<Bt3z72>'Long on capital — and short on talent'
Bermuda’s insurance market is described as being “long on capital and short on talent” in a report by analysts Stifel Nicolaus.
The term is used to summarise opinions voiced to Stifel Nocolaus researchers during a round of interviews with insurance and reinsurance managers and brokers in London.
The report, a copy of which was obtained by The Royal Gazette, also suggests that Lloyd’s of London is quickly becoming a “market of choice again” after years of restructuring and the pattern of capital moving out of the UK and into Bermuda is showing signs of being reversed.
“A prominent undertone to our meetings was that the London markets are now far more vibrant than just a few years ago and reports of their demise at the hands of the Bermudans [sic] were quite premature,” the Stifel Nicolaus report states.
After former Lloyd’s insurers Hiscox and Omega relocated to Bermuda this year, some analysts were predicting that a string of others would follow.
But after their semi-annual visit to meet with leading lights in the British capital’s insurance market, the Stifel Nicolaus analysts concluded that “London’s back”.
“One recent catalyst for this change has been Berkshire Hathaway’s recent agreement to ultimately assume Lloyd’s asbestos liabilities, removing what had been a persistent overhang on the market,” Stifel Nicolaus reported. “More important, though, have been the very solid earnings produced in London over the past few years.”
And the report went on to predict that more capital from Bermuda would be diverted to Lloyd’s insurers as Island companies sought to diversify in order to impress the ratings agencies.
“The Bermuda market (which was described, not without some justification, as being somewhat ‘long on capital and short on talent’) will probably be very interested in mergers and acquisitions as a means of penetrating Lloyd’s and the London insurance market,” the Stifel Nicolaus report said.

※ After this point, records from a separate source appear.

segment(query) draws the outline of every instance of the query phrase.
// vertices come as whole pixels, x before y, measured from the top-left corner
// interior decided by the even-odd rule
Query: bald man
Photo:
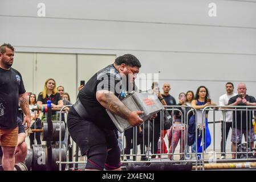
[[[162,86],[162,90],[164,93],[162,96],[168,106],[176,105],[176,101],[175,98],[169,93],[170,90],[170,86],[168,83],[165,83]]]
[[[255,98],[246,94],[246,85],[244,83],[239,84],[237,86],[238,94],[230,98],[229,106],[256,106]],[[243,134],[246,142],[249,142],[251,147],[253,148],[254,132],[252,122],[253,112],[247,111],[246,113],[246,111],[245,110],[242,112],[238,111],[235,113],[234,111],[233,118],[231,139],[232,152],[235,152],[236,144],[241,143]],[[235,158],[235,154],[232,154],[232,158]]]

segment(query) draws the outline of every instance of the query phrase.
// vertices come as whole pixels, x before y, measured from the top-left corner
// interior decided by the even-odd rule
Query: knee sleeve
[[[87,164],[86,169],[103,170],[107,159],[107,146],[104,144],[91,147],[86,154]]]
[[[108,152],[108,156],[105,164],[106,170],[113,170],[120,167],[120,160],[121,152],[118,145],[116,145]]]

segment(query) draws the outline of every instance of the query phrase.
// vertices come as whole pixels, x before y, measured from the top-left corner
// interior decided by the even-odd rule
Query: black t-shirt
[[[116,129],[105,107],[97,101],[96,93],[101,90],[109,90],[122,100],[127,94],[127,89],[121,80],[120,75],[113,64],[100,70],[89,80],[78,96],[88,113],[88,117],[84,119],[94,122],[101,128]],[[73,107],[70,112],[79,115]],[[75,123],[70,125],[75,125]]]
[[[234,96],[229,101],[229,105],[233,104],[235,102],[237,101],[237,98],[239,97],[238,95],[237,95],[235,96]],[[245,96],[245,99],[249,102],[251,103],[255,103],[256,102],[256,100],[255,98],[253,96],[250,96],[248,95]],[[238,106],[246,106],[245,104],[241,103],[238,105]],[[237,108],[239,109],[239,108]],[[240,108],[240,109],[245,109],[245,108]],[[242,112],[242,113],[241,113]],[[251,129],[253,129],[253,123],[252,123],[252,119],[253,119],[253,111],[247,111],[247,122],[246,122],[246,111],[237,111],[237,117],[235,117],[235,111],[233,111],[233,126],[234,127],[235,127],[235,121],[236,122],[236,126],[237,128],[238,129],[241,129],[241,118],[242,118],[242,129],[246,129],[246,125],[247,128],[249,130],[250,127]]]
[[[176,105],[176,101],[175,98],[171,95],[169,94],[168,96],[162,94],[162,97],[166,102],[168,106],[175,106]]]
[[[22,77],[18,71],[0,68],[0,129],[17,127],[19,94],[25,92]]]
[[[51,101],[52,104],[54,104],[55,105],[58,105],[58,102],[59,101],[62,100],[60,95],[59,93],[56,93],[54,95],[51,94],[50,96],[46,94],[46,97],[44,98],[43,98],[43,94],[42,93],[40,93],[38,94],[38,101],[41,101],[43,102],[43,104],[47,104],[47,101]],[[52,111],[52,114],[56,114],[56,111]]]

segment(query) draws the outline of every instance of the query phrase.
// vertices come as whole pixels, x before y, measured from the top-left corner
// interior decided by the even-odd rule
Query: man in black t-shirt
[[[164,84],[162,85],[162,90],[164,91],[164,93],[162,94],[162,96],[166,102],[167,105],[176,106],[177,105],[176,100],[169,94],[170,90],[170,84],[168,83]]]
[[[82,155],[87,156],[86,169],[120,170],[116,128],[106,109],[133,126],[143,123],[139,115],[142,111],[131,111],[120,101],[132,90],[140,67],[139,60],[132,55],[118,57],[113,64],[89,80],[70,109],[68,131]]]
[[[27,97],[21,73],[11,68],[14,48],[9,44],[0,46],[0,142],[3,153],[5,171],[14,168],[14,154],[18,142],[17,108],[25,114],[23,124],[30,125],[30,112]]]
[[[15,163],[23,163],[26,159],[27,152],[27,146],[25,142],[26,133],[25,127],[22,124],[22,121],[19,117],[17,118],[18,127],[18,144],[15,152]],[[2,164],[2,157],[3,153],[0,147],[0,164]]]
[[[240,83],[237,87],[238,95],[234,96],[229,101],[229,106],[256,106],[256,100],[253,96],[246,94],[246,85]],[[239,109],[239,108],[237,108]],[[240,108],[246,109],[246,108]],[[235,143],[239,144],[242,141],[242,135],[245,136],[245,140],[250,143],[253,148],[253,139],[254,131],[252,123],[253,111],[234,111],[232,136],[231,141],[231,151],[235,152]],[[235,154],[232,154],[232,158],[235,158]]]

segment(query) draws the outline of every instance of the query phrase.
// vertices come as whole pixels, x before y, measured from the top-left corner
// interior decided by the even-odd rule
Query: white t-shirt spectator
[[[229,104],[229,101],[231,97],[235,96],[237,95],[236,93],[233,93],[231,95],[228,95],[226,93],[220,97],[219,98],[219,105],[221,106],[227,106]],[[225,114],[226,115],[226,118],[225,118]],[[233,111],[226,111],[225,112],[223,111],[222,112],[221,121],[225,121],[226,122],[232,122],[233,121]]]

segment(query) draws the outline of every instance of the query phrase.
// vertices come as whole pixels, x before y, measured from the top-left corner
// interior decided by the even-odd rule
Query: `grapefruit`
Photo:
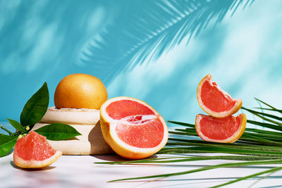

“We find this phenomenon quite surprising given the mass exodus out of the Lloyd’s market and into Bermuda over the past several years. On the other hand, the pressure to diversify ... will be significant for several of the Bermuda companies looking to get the ‘extra credit’ from the ratings agencies.
“The problem is that the Bermuda companies, which have historically been mostly monoline, have no underwriting acumen in the casualty space. Hence the best way to diversify, in the terms of the London players’ description of Bermuda is to use the ‘long on capital’ to acquire the ‘long on talent’.”
Bermuda has an advantage over the London market, not only in terms of tax (the British corporate tax rate is 30 percent, while Bermuda’s is zero), but also in terms of technology. But the report highlighted that London players were conscious of this and striving to change it.
“A number of our hosts commented on the obvious inefficiency of having individual brokers lug accordion portfolios full of papers around the Lloyd’s floor, when clearly not every piece of business written in Bermuda is physically delivered to the underwriters,” Stifel Nicolaus reported, adding that Aon was the broker taking the lead in bringing a wider use of technology to London.
Despite the quiet hurricane season in the US, Stifel Nicolaus also found evidence to suggest that the US-exposed catastrophe prices were likely to be firmer at January 1, 2007 than they were at the start of this year.
Among Stifel’s basic conclusions was: “Supply / demand dynamics are still favourable for the reinsurers — for now US wind-exposed business is the ‘hardest market of all time’.”
The Stifel Nicolaus analysts met with managers from Lloyd’s, as well as from insurers Ambac, Brit, Cathedral, Catlin, Kiln, MAP, Swiss Re and Talbot, and brokers Aon, Gallagher, Oxygen and Towers-Perrin.